TAG Heuer Carrera Calibre 16 Chronograph
The Carrera collection has been a perennial favourite with racing car drivers and enthusiasts ever since Jack Heuer dreamed it up in 1963. One of the most popular modern iterations is the Carrera Calibre 16 Chronogaph, the Calibre 16 movement being based on the popular Valjoux 7750 movement, hence the familiar 6-9-12 layout for the chronograph dials. A thoroughly modern watch with some subtle vintage highlights, the Carrera Calibre 16 Chronograph is offered in a 41mm steel case complete with easy-to-use prominent pushers and grippy crown. Of particular note is the black perforated leather strap found on the black dial version – very racing inspired.
Panerai Luminor Marina 8 Days
Another ocean-inspired watch rich with history, the Panerai Luminor Marina 8 Days is loved for its minimalist design and understated wrist appeal. A time-only piece, its subdued dial features luminous Arabic numerals and hour markers, framed by a polished steel bezel. The trademark crown protector ensures the crown can’t be accidentally pulled out whilst the watch is submerged, which is a good thing because the case is rated water resistant to 300m. The real story here though, is the movement, the in-house hand-wound P.5000 calibre, which uses two barrels to offer an impressive 8-day power reserve.
Seiko Prospex Turtle 200m Automatic Ref. SRP773J1
Considered by many to be the ultimate ‘accessible’ dive watch, the Seiko Prospex Turtle 200m Automatic SRP773J1, aka ‘the turtle’, offers a lot of bang for very little buck. A remake of sorts of the original Seiko 6309 (circa 1976-1988), the turtle is instantly recognizable on the wrist thanks to its distinctive stainless-steel case, which is rated water resistant to 200m. An aluminum bezel with large printed markings rotates smoothly in 120 positions, while short lugs guarantee a snug fit on just about any wrist size. Inside is Seiko’s automatic caliber, 4R36, oscillating at 21,600 BPH (3 Hertzs) with hacking and hand winding capabilities and offering a power reserve of 40 hours.
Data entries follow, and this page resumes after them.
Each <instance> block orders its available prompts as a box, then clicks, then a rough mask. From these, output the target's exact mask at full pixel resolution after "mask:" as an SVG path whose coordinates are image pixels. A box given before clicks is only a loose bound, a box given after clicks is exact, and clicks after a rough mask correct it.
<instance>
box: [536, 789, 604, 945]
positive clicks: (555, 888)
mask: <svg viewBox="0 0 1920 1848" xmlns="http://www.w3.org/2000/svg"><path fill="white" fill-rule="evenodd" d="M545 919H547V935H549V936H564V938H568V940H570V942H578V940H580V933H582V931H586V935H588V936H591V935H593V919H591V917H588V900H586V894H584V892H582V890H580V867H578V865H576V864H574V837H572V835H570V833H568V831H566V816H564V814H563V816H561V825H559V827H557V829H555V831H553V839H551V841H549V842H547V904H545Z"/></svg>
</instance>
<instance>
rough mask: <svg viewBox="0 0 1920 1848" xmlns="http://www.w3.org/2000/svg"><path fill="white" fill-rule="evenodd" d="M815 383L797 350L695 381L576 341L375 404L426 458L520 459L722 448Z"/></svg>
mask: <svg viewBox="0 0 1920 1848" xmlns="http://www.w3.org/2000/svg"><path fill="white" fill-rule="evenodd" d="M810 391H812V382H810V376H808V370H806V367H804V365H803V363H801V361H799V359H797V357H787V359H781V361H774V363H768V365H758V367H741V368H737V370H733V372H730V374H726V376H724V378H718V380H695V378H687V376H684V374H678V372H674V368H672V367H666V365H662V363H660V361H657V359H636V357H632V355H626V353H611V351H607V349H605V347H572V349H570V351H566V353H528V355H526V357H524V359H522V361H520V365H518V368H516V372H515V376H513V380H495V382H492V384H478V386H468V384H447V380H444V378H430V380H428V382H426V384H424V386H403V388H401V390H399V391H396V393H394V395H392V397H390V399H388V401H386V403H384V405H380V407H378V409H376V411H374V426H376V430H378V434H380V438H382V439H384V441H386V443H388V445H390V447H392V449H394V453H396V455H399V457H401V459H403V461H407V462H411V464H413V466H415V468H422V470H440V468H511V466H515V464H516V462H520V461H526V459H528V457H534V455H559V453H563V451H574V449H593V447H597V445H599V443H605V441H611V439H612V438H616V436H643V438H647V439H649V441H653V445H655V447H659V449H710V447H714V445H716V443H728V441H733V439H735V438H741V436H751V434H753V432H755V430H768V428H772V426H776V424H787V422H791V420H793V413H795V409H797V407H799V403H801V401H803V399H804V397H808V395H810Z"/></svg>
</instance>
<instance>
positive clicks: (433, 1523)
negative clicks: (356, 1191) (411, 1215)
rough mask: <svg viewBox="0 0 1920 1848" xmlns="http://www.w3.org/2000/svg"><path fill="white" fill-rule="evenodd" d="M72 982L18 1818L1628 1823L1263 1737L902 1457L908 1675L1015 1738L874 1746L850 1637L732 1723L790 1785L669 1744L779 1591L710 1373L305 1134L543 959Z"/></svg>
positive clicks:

Longines HydroConquest Automatic
If you’re in the market for a Rolex Submariner-style watch but don’t have the budget to match, you might want to take a closer look at the new Longines HydroConquest Automatic, complete with ceramic bezel insert. Rugged enough to wear in the water yet refined enough to wear with a suit and tie, the HydroConquest comes in stainless steel in 41mm and 43mm sizes, with three hands and a date window at 3 o’clock. A screw-down crown and case back help guarantee water resistance to 300m (1,000ft) and the new automatic L888 calibre offers 64 hours of power reserve. As a final touch, the new HydroConquest Automatic boasts an updated stainless-steel bracelet, which features a double security folding clasp and an integrated diving extension.
Oris Aquis Date
The Oris Aquis Date is the ultimate, no-fuss diving watch for those who value quality and consistency at a reasonable price. Don’t be fooled by its utilitarian façade, however. Yes, this is a tool watch through and through that has been designed to be the best dive watch possible for the money, but it’s also a versatile time-teller that can be dressed up for special occasions. Presented in a multi-piece stainless-steel case measuring either 43.5mm of 39.5mm, depending the model you choose, it is available in multiple dial colours, all framed by a ceramic bezel insert with diving scale inscribed. Time is displayed centrally, along with the date in a window just above six o’clock, all thanks to the Swiss made automatic movement inside.